A small molecule modulator of PGC-1a, TQS-168 demonstrated survival and functional benefits in several animal models of neurodegenerative disease, including ALS and Parkinson’s disease.
It also showed promising biomarker data, including enhanced PGC-1a gene expression, a decline in inflammatory monocytes and cytokines and a drop in neurofilament light levels.
Furthermore, in vitro, the therapy was found to have specific immunomodulatory effects in myeloid cell lines and white blood cells of ALS patients.
According to the findings from the trial, single and multiple doses of TQS-168 demonstrated to be well tolerated in 78 healthy subjects without any serious adverse events observed.

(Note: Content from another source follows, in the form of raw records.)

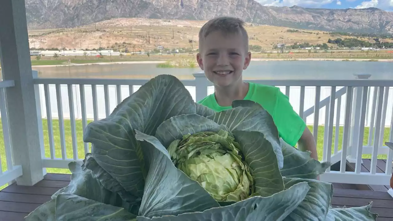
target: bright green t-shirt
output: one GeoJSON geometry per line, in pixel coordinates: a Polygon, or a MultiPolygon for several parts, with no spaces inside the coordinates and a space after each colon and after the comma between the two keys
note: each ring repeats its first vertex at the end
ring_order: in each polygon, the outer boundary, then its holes
{"type": "MultiPolygon", "coordinates": [[[[286,142],[294,147],[306,127],[306,124],[294,110],[287,96],[277,87],[250,83],[245,100],[257,103],[273,117],[279,135],[286,142]]],[[[230,109],[231,106],[220,106],[214,94],[208,95],[198,103],[216,112],[230,109]]]]}

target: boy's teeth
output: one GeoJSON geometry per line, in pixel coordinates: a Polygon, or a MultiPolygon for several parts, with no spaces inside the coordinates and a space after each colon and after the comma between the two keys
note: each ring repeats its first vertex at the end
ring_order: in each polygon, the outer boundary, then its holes
{"type": "Polygon", "coordinates": [[[229,71],[225,71],[225,72],[219,71],[219,72],[216,72],[216,73],[217,73],[219,74],[229,74],[230,72],[229,72],[229,71]]]}

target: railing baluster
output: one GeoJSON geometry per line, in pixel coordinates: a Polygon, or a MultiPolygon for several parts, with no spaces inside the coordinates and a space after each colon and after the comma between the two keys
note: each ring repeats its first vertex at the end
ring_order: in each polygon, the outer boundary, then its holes
{"type": "Polygon", "coordinates": [[[70,120],[71,127],[71,137],[72,139],[72,156],[74,160],[78,159],[78,141],[76,137],[76,125],[75,122],[75,111],[74,110],[73,92],[72,85],[68,85],[68,104],[70,106],[70,120]]]}
{"type": "MultiPolygon", "coordinates": [[[[334,102],[336,101],[336,86],[331,87],[332,90],[330,93],[330,104],[329,105],[329,131],[328,132],[328,140],[327,142],[327,148],[326,153],[326,161],[331,162],[331,158],[332,156],[332,142],[333,138],[333,119],[334,117],[334,102]]],[[[326,129],[326,128],[325,129],[326,129]]],[[[330,171],[330,167],[326,169],[327,172],[330,171]]]]}
{"type": "Polygon", "coordinates": [[[321,87],[315,88],[315,102],[314,103],[314,123],[312,127],[312,134],[315,143],[318,144],[318,126],[319,122],[320,101],[321,99],[321,87]]]}
{"type": "MultiPolygon", "coordinates": [[[[300,105],[299,108],[299,115],[300,117],[303,118],[303,113],[304,112],[304,92],[305,89],[305,86],[300,87],[300,105]]],[[[303,118],[305,121],[306,119],[303,118]]]]}
{"type": "Polygon", "coordinates": [[[364,125],[365,123],[366,109],[368,106],[367,94],[368,87],[363,87],[362,98],[360,123],[359,124],[359,145],[356,153],[356,162],[355,163],[355,172],[360,173],[362,168],[362,154],[363,150],[363,140],[364,138],[364,125]]]}
{"type": "Polygon", "coordinates": [[[93,97],[93,113],[94,121],[98,120],[98,106],[97,105],[97,87],[92,85],[92,96],[93,97]]]}
{"type": "Polygon", "coordinates": [[[57,112],[59,114],[59,129],[60,133],[60,144],[61,146],[61,158],[63,160],[67,158],[66,150],[65,132],[64,130],[64,118],[63,116],[62,99],[61,96],[61,85],[56,85],[56,94],[57,99],[57,112]]]}
{"type": "Polygon", "coordinates": [[[129,85],[128,89],[130,91],[130,96],[134,93],[134,85],[129,85]]]}
{"type": "Polygon", "coordinates": [[[340,133],[340,114],[341,112],[341,97],[337,98],[337,105],[336,111],[336,129],[334,130],[334,150],[336,154],[338,151],[338,138],[340,133]]]}
{"type": "MultiPolygon", "coordinates": [[[[389,87],[385,87],[385,94],[384,95],[384,107],[383,107],[383,109],[382,110],[382,119],[380,119],[380,120],[381,121],[381,127],[380,128],[380,134],[379,135],[379,137],[378,138],[379,139],[379,144],[380,144],[380,146],[383,145],[383,140],[384,140],[384,135],[385,132],[385,123],[386,120],[386,112],[387,111],[387,101],[388,99],[389,99],[389,87]]],[[[377,138],[375,139],[376,139],[377,138]]]]}
{"type": "MultiPolygon", "coordinates": [[[[392,107],[393,109],[393,106],[392,107]]],[[[392,111],[392,117],[390,122],[390,132],[389,133],[389,137],[388,142],[393,142],[393,111],[392,111]]],[[[386,159],[386,166],[385,168],[385,173],[387,175],[392,174],[392,161],[393,160],[393,150],[389,149],[389,153],[387,154],[387,158],[386,159]]]]}
{"type": "MultiPolygon", "coordinates": [[[[7,170],[11,170],[14,168],[12,159],[11,138],[9,133],[9,125],[8,122],[8,113],[6,103],[6,94],[4,88],[0,88],[0,114],[3,126],[3,136],[4,139],[4,147],[6,151],[6,160],[7,161],[7,170]]],[[[0,158],[0,175],[2,174],[1,159],[0,158]]]]}
{"type": "Polygon", "coordinates": [[[352,87],[347,88],[347,97],[345,98],[345,114],[344,116],[344,129],[343,131],[343,145],[340,162],[340,172],[345,173],[347,164],[347,152],[348,149],[348,137],[351,127],[351,111],[352,106],[352,87]]]}
{"type": "Polygon", "coordinates": [[[49,150],[50,151],[50,158],[55,158],[56,151],[55,150],[55,141],[53,134],[53,125],[52,122],[52,107],[50,102],[50,93],[49,92],[49,85],[44,85],[44,92],[45,95],[45,105],[46,107],[46,119],[48,127],[48,137],[49,139],[49,150]]]}
{"type": "Polygon", "coordinates": [[[108,92],[108,85],[104,85],[104,99],[105,101],[105,114],[107,117],[110,114],[110,110],[109,108],[109,94],[108,92]]]}
{"type": "Polygon", "coordinates": [[[117,102],[116,104],[119,105],[119,104],[121,103],[121,85],[116,85],[116,96],[117,98],[117,102]]]}
{"type": "MultiPolygon", "coordinates": [[[[87,126],[87,119],[86,117],[86,98],[84,96],[84,85],[79,85],[79,93],[81,94],[81,112],[82,112],[82,129],[84,133],[84,129],[87,126]]],[[[83,142],[84,154],[89,152],[89,144],[83,142]]]]}
{"type": "Polygon", "coordinates": [[[373,93],[374,94],[373,95],[373,106],[371,110],[371,121],[370,122],[370,129],[369,130],[368,142],[367,144],[367,145],[369,146],[371,146],[373,143],[373,134],[374,124],[375,120],[375,110],[376,108],[377,102],[376,97],[378,93],[378,88],[376,87],[374,87],[374,90],[373,91],[373,93]]]}
{"type": "MultiPolygon", "coordinates": [[[[378,94],[378,105],[376,110],[376,119],[380,119],[382,115],[382,106],[384,99],[384,87],[379,87],[379,93],[378,94]]],[[[372,174],[375,174],[376,172],[376,160],[378,154],[378,148],[379,147],[379,134],[380,130],[379,129],[381,126],[381,121],[376,121],[375,124],[375,133],[374,135],[374,147],[373,153],[371,155],[371,170],[370,172],[372,174]]]]}

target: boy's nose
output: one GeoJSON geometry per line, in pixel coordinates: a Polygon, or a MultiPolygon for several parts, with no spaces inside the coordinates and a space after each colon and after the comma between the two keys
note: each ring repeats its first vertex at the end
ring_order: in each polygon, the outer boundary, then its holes
{"type": "Polygon", "coordinates": [[[219,66],[226,66],[229,65],[229,60],[228,56],[222,54],[220,54],[217,61],[217,65],[219,66]]]}

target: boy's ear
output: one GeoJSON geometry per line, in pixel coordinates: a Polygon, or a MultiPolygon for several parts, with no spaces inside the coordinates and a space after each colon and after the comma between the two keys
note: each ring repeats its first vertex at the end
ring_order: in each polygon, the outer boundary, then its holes
{"type": "Polygon", "coordinates": [[[251,52],[247,52],[247,54],[246,55],[246,57],[244,58],[244,65],[243,66],[243,70],[246,70],[248,67],[248,65],[250,65],[250,63],[251,61],[251,52]]]}
{"type": "Polygon", "coordinates": [[[200,56],[200,54],[198,53],[196,54],[196,61],[198,64],[199,65],[200,69],[203,70],[203,61],[202,60],[202,56],[200,56]]]}

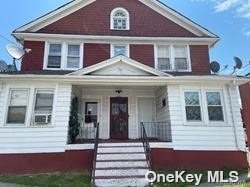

Mild and transient adverse events were reported in the trial but did not cause discontinuation of the treatment.
In addition, TQS-168 showed pharmacokinetic properties with satisfactory plasma exposures.
Based on these findings, the company intends to commence a Phase II trial of TQS-168 in ALS by the end of the year.
Tranquis Therapeutics chief medical officer Jonas Hannestad said: “The data from our Phase I study of TQS-168 demonstrate that target plasma exposures can be achieved at dose levels that are well tolerated.
“The ability to reach human exposures that were associated with benefits in preclinical models of ALS bolsters our confidence in Tranquis’ approach.
“We are developing an orally administered compound that targets PGC-1a in myeloid cells to treat neurodegenerative diseases in which dysfunctional myeloid cells play a key role in disease progression.”
The company will leverage the clinical data from its ALS programme to guide the further development of TQS-168 as well as TQS-621, a second drug candidate, and next-generation compounds for various diseases with similar underlying myeloid cell metabolic dysfunction.